Roy Batty
Daily Stormer
October 23, 2018
Talking about corruption in America is taboo.
Its one of those taboos that no one even knows is a taboo because there’s no one trying to ban or censor talk about corruption because no one is really interested in that thing/has grown up in a high trust society and seemingly forgotten that it exists.
Other countries talk about corruption a lot. Every other day, there’s news and people are complaining about how a government contractor was overcharging and is now only getting a few years in jail and how corruption is a problem and blah blah blah.
You don’t get that in America. Probably because the US government has an abundance mentality. Furthermore, they see egregious offenders like the military as a means of propping up the economy. Keynesian spending basically. Doesn’t really even matter what it’s even spent on.
Like, say, $1300 cups.
It doesn’t really matter how much the military spends when the main purpose of the military is to hand out government contracts to private contractors like Lockheed Martin who then employ Americans who wouldn’t have jobs otherwise in key swing states with Senators and Congressmen who go to Washington to basically lobby for these handouts to go to companies like Lockheed Martin.
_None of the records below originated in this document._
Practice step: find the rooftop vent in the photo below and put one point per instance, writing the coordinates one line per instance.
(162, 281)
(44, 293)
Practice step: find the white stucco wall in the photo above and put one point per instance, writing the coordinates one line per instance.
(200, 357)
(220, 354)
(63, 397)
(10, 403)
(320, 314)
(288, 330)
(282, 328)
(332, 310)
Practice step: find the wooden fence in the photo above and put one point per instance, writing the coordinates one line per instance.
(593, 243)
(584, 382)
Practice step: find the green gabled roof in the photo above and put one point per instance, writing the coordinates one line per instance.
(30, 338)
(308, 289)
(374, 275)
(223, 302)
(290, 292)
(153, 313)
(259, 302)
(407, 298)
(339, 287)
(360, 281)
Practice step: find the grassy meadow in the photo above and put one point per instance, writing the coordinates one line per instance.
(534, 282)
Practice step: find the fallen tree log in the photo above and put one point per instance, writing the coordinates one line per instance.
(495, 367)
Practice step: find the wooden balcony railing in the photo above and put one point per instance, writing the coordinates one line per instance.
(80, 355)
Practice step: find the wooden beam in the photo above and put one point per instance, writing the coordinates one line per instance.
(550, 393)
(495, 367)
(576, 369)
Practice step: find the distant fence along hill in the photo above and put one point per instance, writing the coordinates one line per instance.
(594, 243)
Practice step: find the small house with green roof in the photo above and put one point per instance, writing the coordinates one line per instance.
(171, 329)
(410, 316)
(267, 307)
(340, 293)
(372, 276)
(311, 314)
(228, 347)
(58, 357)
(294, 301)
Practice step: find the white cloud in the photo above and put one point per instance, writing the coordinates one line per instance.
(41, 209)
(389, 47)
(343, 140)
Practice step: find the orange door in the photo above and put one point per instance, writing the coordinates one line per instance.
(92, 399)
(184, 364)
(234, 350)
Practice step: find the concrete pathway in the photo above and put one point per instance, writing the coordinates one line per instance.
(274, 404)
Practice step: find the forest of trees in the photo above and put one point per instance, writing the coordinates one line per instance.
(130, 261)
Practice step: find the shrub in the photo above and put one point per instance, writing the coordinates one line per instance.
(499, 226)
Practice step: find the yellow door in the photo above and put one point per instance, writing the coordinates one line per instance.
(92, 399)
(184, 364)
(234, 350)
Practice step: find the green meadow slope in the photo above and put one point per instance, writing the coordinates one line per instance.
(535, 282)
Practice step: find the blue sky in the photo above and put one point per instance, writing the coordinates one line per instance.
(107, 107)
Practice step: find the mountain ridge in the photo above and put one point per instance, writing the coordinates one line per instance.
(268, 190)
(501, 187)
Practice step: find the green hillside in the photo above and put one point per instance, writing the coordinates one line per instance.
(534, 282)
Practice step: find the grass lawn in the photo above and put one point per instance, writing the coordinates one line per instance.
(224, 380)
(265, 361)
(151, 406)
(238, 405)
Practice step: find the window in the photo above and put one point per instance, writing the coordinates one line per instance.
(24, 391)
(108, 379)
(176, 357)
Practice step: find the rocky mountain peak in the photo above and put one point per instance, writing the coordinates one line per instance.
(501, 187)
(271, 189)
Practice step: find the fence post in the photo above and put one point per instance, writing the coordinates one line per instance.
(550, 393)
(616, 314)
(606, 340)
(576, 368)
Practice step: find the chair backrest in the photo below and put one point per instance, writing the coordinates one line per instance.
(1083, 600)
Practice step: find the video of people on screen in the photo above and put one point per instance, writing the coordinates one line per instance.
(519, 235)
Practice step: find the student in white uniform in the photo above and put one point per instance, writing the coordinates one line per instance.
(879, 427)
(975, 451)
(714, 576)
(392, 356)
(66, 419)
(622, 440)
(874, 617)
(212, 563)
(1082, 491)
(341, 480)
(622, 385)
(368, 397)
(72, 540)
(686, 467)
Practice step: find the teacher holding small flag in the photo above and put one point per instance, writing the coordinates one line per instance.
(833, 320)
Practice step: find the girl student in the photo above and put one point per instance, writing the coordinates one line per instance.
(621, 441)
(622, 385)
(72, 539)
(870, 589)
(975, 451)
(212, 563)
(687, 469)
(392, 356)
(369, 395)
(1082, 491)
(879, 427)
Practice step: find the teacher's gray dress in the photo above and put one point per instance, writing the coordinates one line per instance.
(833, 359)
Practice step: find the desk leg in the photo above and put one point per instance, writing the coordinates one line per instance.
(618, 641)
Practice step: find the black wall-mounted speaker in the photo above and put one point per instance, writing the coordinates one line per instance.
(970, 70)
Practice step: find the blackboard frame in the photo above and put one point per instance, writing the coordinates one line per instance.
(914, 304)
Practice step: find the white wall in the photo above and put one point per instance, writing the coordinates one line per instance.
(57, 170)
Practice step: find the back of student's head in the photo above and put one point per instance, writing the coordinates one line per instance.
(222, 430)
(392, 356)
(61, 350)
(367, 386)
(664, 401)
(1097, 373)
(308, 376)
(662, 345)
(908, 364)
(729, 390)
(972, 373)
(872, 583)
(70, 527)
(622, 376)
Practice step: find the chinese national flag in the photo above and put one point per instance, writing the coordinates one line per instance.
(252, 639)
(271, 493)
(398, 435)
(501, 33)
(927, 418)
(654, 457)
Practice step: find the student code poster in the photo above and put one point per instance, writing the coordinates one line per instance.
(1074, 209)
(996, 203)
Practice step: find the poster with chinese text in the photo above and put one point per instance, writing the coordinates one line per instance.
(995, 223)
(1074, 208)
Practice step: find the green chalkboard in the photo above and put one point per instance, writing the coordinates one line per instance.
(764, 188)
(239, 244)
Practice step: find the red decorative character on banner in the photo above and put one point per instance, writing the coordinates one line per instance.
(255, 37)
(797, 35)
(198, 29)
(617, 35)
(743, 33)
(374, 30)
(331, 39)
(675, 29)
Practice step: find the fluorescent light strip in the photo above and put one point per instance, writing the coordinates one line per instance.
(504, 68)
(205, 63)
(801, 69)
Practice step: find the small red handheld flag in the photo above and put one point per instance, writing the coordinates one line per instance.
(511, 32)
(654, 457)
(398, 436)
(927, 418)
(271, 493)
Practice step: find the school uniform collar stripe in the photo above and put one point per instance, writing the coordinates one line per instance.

One thing is for sure: a lot of people are getting filthy stinking rich because of this system.
The Air Force, under fire for throwing down $1,280 apiece to replace in-flight reheating cups after their handles break, is pledging to use 3-D printing to get that replacement cost down to 50 cents.
But Sen. Chuck Grassley, R-Iowa, is still wondering why these pricey water heaters are necessary in the first place, and plans to keep pushing the Air Force to find cheaper ways to warm up their coffee.
The cups, which plug into outlets on cargo planes to reheat liquids such as water or coffee, have a faulty plastic handle that easily breaks when the cups are dropped. And because replacement parts for the cup are no longer made, the Air Force has had to order a whole new cup when the handle breaks.
In an Oct. 2 letter to Air Force Secretary Heather Wilson, Grassley said that 25 replacement cups, each costing roughly $1,280 each, have been bought this year alone, for a total of roughly $32,000. The 60th Aerial Port Squadron at Travis Air Force Base in California spent nearly $56,000 to replace broken cups over the past three years.
If this happened in any other country, people would call it corruption.
But when it comes to the US, and the US military more specifically, the word is conspicuously left out.
And, America is a rich country, so I suppose it’s whatever. No one really cares.
But I think people are going to be in for a rude awakening about the US military. How often do we hear that America outspends all the other countries in the world on its’ military and that’s why it’s #1?
Does investing in $1,300 cups prove that your military is #1?
This whole “US military #1” thing is a psyop. It’s a form of propaganda to try and demoralize anyone who might think about opposing the US government.
But there’s no reason to get fooled by high price tags. No reason to fool yourself into thinking your enemy is invincible when really, he ain’t all that.
Methinks that we might soon find out that the US military is the biggest paper tiger/white elephant in world history.
That some contractors and politicians got very rich, but that it did very little for the US military.